Castro rejected suggestions from his opponents that his invitation to Carter was simply "a shrewd maneuver" with a "political
purpose." Rather, Castro said, it was "deserved recognition of your attitude as president of the United States of America
toward Cuba."

"Daring to try to improve relations between those two countries deserves respect," Castro said, adding that he hoped no one
would "question your patriotism" for visiting Cuba.

Opponents of the U.S. embargo against Cuba hope that Carter, who has criticized it as counterproductive, will publicly call for
it to be lifted.

Supporters of the embargo, which is backed by President Bush, hope that Carter will focus instead on Castro's human rights
record, including controls on freedom of speech and assembly, no free elections and the holding of an estimated 250 political
prisoners.

"We are eager to see firsthand your accomplishments in health, in education and in culture," said Carter, who is the first former
or sitting U.S. president to visit Cuba since Calvin Coolidge came in 1928. But he added that he also intended to discuss with
Castro, and with representatives of religious and human rights groups, "ideals that Rosalynn and I hold dear: peace, human
rights, democracy and the alleviation of human suffering.

"We understand that we have differences of opinion on some of these issues," Carter said. "But we welcome the opportunity to
try to identify some points in common and some areas of cooperation."

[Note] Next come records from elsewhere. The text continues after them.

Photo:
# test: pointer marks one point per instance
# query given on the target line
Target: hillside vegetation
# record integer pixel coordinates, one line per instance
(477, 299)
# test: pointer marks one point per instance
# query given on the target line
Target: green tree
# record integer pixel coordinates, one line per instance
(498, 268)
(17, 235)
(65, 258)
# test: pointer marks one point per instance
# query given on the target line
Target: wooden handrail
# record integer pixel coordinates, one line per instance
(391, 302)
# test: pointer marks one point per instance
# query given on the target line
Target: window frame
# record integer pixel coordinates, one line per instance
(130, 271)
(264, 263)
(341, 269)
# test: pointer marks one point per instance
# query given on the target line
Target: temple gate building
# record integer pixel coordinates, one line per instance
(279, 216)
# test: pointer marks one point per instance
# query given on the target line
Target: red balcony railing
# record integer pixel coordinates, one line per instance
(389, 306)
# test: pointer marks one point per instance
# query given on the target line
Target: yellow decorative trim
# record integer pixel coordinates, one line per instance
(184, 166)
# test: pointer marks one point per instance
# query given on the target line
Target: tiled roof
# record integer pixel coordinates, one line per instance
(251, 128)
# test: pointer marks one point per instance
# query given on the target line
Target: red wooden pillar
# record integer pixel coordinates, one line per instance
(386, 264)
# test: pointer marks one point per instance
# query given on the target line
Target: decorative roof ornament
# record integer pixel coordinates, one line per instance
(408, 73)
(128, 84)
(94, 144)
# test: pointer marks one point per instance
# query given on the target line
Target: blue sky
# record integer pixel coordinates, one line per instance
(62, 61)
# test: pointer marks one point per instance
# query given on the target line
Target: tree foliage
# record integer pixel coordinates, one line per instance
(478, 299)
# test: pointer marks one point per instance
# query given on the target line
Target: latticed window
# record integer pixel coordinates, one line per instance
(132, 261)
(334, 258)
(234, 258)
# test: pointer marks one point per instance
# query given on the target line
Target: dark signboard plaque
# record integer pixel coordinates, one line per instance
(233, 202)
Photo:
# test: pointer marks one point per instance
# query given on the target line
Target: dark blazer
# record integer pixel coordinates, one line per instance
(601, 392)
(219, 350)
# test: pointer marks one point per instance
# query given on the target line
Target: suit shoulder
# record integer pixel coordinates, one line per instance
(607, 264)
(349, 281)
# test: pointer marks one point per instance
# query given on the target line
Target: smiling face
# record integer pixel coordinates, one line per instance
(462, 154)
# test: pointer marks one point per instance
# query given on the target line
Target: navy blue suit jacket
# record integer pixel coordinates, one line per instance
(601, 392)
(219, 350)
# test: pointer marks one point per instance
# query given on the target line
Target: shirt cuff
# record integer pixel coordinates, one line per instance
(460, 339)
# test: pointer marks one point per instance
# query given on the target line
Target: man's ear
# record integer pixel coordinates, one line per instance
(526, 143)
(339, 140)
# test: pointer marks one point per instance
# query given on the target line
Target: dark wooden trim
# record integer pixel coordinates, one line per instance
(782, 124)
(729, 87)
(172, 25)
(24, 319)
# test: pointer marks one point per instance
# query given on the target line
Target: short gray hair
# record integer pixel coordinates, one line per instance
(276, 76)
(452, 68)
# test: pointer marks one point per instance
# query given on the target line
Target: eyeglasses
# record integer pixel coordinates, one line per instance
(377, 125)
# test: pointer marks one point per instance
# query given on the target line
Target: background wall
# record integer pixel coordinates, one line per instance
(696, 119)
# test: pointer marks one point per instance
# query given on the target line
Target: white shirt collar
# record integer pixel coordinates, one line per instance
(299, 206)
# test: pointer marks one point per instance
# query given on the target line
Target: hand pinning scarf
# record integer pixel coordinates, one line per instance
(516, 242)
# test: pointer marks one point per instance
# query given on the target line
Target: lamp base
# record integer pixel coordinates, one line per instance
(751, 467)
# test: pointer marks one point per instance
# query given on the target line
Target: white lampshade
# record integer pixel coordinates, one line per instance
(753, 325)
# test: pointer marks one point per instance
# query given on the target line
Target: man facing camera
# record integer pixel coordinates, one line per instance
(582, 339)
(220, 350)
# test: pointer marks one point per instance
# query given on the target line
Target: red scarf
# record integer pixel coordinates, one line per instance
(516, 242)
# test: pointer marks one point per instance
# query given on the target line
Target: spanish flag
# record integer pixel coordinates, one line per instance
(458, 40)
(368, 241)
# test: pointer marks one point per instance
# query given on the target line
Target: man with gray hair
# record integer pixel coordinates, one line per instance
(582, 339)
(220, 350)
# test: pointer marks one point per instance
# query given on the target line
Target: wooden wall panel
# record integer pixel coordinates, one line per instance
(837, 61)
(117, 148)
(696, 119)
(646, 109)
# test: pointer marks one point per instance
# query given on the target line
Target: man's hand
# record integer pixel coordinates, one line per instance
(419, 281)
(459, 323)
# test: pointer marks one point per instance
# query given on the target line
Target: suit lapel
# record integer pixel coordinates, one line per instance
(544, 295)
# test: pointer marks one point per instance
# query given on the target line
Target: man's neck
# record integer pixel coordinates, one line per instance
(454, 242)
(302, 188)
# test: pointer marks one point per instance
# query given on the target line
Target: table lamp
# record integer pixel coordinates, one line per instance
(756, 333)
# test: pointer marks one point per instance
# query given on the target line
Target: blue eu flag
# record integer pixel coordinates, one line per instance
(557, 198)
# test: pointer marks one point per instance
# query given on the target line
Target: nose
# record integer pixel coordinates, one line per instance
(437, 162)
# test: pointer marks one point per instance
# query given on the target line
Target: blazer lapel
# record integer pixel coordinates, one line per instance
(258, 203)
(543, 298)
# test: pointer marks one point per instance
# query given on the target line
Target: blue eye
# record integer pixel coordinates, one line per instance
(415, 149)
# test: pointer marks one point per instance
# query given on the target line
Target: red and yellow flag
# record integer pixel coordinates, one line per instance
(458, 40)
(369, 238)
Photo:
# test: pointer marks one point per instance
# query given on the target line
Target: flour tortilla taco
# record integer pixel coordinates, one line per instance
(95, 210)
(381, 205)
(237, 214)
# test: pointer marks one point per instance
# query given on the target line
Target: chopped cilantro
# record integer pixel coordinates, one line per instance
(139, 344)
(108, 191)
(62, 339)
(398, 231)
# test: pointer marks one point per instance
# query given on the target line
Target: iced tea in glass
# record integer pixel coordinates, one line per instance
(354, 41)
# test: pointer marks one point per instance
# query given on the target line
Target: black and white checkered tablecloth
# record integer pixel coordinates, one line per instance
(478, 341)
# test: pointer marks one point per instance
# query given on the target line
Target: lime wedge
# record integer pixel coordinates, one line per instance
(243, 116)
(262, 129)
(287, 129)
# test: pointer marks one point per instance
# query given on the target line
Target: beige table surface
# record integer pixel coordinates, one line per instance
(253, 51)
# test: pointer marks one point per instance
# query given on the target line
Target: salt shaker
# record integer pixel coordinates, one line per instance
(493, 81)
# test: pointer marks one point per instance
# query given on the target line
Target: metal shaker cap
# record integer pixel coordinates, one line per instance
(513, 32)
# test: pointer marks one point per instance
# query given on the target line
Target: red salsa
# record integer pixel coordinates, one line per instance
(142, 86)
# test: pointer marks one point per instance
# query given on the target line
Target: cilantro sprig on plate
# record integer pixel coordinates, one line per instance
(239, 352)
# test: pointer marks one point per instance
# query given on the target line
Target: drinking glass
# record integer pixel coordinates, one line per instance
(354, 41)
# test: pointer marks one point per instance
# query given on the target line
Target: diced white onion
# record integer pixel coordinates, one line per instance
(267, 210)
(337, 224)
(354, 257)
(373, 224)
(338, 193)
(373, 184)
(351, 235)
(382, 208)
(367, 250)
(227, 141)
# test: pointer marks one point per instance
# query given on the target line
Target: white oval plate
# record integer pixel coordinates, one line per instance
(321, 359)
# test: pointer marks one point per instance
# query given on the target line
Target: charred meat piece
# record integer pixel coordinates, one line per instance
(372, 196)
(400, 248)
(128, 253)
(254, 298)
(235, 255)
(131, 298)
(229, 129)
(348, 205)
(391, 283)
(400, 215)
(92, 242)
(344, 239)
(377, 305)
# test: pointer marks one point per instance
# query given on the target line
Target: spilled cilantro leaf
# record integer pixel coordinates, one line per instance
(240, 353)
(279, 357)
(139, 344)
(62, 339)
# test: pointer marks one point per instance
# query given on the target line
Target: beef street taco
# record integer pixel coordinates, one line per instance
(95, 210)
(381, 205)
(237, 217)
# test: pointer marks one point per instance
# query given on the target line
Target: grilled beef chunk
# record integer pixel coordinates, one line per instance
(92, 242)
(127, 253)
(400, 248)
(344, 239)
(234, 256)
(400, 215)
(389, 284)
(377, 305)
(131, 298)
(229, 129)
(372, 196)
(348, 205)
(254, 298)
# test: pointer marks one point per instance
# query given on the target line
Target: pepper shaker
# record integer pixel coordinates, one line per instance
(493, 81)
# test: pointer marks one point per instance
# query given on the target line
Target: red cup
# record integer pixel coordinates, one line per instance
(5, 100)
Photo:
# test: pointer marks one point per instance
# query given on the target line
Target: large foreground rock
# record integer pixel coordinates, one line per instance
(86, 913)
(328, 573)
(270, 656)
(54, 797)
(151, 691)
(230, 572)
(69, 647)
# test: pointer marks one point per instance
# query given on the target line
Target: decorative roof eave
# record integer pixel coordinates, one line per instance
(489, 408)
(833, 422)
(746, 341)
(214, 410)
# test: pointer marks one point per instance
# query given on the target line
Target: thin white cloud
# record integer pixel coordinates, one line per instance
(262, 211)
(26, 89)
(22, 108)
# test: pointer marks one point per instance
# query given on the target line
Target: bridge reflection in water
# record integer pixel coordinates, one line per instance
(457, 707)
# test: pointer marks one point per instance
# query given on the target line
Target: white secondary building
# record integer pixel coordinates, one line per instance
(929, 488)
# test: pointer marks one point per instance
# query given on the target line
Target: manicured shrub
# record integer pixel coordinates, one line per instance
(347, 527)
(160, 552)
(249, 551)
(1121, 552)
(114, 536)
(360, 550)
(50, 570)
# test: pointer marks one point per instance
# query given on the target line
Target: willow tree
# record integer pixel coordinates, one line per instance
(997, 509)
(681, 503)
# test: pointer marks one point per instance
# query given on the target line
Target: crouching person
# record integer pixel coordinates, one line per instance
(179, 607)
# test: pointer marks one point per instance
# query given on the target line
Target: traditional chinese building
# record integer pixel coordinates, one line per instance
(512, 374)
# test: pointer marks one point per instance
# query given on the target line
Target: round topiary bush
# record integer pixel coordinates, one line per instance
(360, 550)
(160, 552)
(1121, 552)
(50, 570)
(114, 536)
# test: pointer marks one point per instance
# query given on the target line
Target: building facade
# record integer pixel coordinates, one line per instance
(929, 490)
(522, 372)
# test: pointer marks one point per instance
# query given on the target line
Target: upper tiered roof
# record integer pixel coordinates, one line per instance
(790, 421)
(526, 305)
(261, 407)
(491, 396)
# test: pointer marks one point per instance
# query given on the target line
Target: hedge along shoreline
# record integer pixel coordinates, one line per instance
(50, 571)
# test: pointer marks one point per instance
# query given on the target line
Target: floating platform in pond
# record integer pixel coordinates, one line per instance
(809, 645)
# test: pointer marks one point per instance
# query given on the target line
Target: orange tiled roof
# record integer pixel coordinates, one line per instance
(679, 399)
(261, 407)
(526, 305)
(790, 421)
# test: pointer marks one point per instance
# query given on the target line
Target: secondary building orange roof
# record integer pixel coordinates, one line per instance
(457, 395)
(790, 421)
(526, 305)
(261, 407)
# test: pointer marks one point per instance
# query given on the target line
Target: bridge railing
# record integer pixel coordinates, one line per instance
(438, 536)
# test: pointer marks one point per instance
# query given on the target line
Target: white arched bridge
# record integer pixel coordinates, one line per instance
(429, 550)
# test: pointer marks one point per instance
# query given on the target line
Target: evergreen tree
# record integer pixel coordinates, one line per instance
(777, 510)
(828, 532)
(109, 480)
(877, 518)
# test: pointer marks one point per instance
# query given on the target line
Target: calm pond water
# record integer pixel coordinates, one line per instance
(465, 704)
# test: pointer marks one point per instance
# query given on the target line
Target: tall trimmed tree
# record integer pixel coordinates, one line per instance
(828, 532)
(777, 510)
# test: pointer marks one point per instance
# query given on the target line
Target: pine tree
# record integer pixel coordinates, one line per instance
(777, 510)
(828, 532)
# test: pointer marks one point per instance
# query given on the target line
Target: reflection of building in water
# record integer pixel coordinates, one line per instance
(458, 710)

In a surprise, Carter mentioned that he and his wife had visited Cuba 47 years ago and were delighted to be back. Even some
of his own staff members had not known that the Carters had traveled to Cuba for a weekend vacation with another couple in
the late 1950s, before Castro's revolution.

Carter said Castro first invited him to Cuba when they met in Caracas, Venezuela, 14 years ago, then again in 2000 at the
funeral of former Canadian prime minister Pierre Trudeau.

Watching Carter's trip from the sidelines will be perhaps the most staunchly anti-Castro U.S. administration ever. While fighting
a global war on terrorism on the other side of the world, Bush has kept a close eye on Cuba. He has appointed several
anti-Castro Cubans to high administration positions, and he has given passionate speeches in favor of the embargo, despite
clear majorities in both houses of Congress calling for easing restrictions on travel and the sale of food and medicine to the
island nation.

Bush is scheduled to deliver a speech on May 20 announcing new measures against Cuba, which many analysts say are likely
to include stepped-up efforts to provide cash and other help to dissidents in Cuba.

Bush is said to be angry about Carter's trip, which is also opposed by most members of the anti-Castro Cuban American lobby
in Miami, a voting bloc that was key to Bush's election in 2000 and is also critical to the political fortunes of Bush's brother Jeb,
the governor of Florida.

Staff writer Karen DeYoung in Washington contributed to this report.